Having knowledge about the basic types of wine can be useful. It adds to the drinking pleasure, heightens social experiences, and lets you fully appreciate what is in your glass. It also gives you the confidence to choose food that goes best with your preferred wine.
Wines are classified according to their characteristics: the variety of grapes, region of origin, alcohol and tannin level, body, acidity, sweetness, and aroma. Here are the basic wine types: white wine, red wine, rosé wine, sparkling wine, fortified wine, and dessert or sweet wine.
A common misconception about white wine is that it is made from white grapes. But white wine can actually be made from any grape colours, from white to red to black. The main process of white winemaking is to utilise only the grape juice and extract the pigments away. Below are the five most popular types of white wine:
- Riesling – classic German wine, slightly sweet with strong floral aroma, best paired with fish, chicken and pork dishes.

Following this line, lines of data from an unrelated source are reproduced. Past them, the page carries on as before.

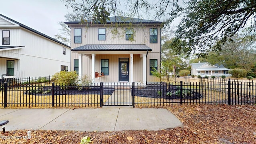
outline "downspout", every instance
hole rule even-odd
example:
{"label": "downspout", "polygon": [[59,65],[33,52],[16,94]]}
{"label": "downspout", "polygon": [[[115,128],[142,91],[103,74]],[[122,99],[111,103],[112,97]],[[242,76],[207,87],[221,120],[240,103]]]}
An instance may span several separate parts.
{"label": "downspout", "polygon": [[147,50],[147,54],[146,55],[146,85],[147,85],[147,57],[148,57],[148,50]]}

- Chardonnay – most popular white variety and has a rich citrus flavour and velvety texture, best paired with fish and chicken.
- Sauvignon Blanc – made from grapes that are grown in warm regions, it has a somewhat grassy fresh taste and crisp texture. This goes well with poultry, seafood, salad, and cheese.

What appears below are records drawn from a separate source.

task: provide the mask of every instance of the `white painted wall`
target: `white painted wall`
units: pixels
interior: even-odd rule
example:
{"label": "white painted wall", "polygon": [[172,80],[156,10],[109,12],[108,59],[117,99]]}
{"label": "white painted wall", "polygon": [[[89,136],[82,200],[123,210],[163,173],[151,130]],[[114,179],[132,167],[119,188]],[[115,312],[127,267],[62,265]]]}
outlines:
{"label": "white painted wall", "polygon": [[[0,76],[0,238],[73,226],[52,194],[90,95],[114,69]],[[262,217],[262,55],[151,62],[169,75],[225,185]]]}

- Moscato – sweet and fruity, best with fish, chicken, and desserts or you can enjoy it on its own.
- Pinot Grigio – citrusy and refreshing wine from Italy, goes well with seafood and chicken.

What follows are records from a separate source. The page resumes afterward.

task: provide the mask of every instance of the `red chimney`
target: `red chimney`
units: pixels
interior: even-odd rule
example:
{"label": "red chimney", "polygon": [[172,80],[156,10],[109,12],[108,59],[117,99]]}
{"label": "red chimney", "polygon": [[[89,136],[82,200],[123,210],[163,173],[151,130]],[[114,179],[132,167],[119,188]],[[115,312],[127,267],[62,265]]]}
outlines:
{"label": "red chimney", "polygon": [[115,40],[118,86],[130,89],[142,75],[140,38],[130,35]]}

Unlike white wine, the addition of grape skin, pip, and seed to the fermentation process are what give red wines there characteristic crimson colour. They are more fruity and earthy in flavour. The five most popular types of red wine are as follows:
- Shiraz (also Syrah) – deep red wine that is rich in antioxidants, has a strong finish and is best paired with lamb, beef, venison, and other wild games.
- Cabernet Sauvignon – highly regarded as among the finest varieties in the world, it has a full-bodied mouthfeel and a rich currant taste, best paired with red meat.
- Merlot – smooth wine with a plum taste that can be paired with any type of food.
- Bordeaux – sweet and tart with an earthy aroma and strong currant flavour, it goes perfectly well with steak, cheese, and different kinds of shellfish.
- Pinot Noir – one of the most difficult varieties to grow and regarded as among the noblest types, it has a delicate and fresh fruity taste and is best paired with salmon, chicken, duck, lamb, and pasta dishes.
As the name suggests, this has a pink colour and fermented for a short period, around 36 hours only. A lot of people make this type of wine by mixing red and white wines together. It has a light, refreshing fruity taste and can be matched with any foods or fruits.
Associated with parties and celebrations, this type of wine is fizzy and ‘sparkles’ because of the addition of carbon dioxide. It is usually served in parties with salad, cheese, and bread. Sparkling wines can be red, white, or rosé; they are categorised into four groups:
- Brut – the most popular in the group; has a dry and slightly sweet characteristic. Champagne is the best example of this.
- Extra-brut – the driest kind of sparkling wine.
- Extra dry – slightly sweeter but less dry than brut. Prosecco is almost always extra dry.
- Demi-sec – the sweetest kind, best enjoyed with desserts.
This type of wine is created by adding distilled spirits into the wine, usually brandy. This technique was born out of an attempt to preserve wines. These wines are typically sweet (when the spirit is added during fermentation) although there are dry varieties too (when the spirit is added after fermentation). Fortified wines are often enjoyed with cheese, nuts, desserts, and can be used in cooking.
Dessert or Sweet Wine
As the name suggests, these wines are always sweet and usually consumed with desserts. This type of wine can be enjoyed too before a meal. It is often confused with fortified wine, but dessert wine does not have added alcohol in it.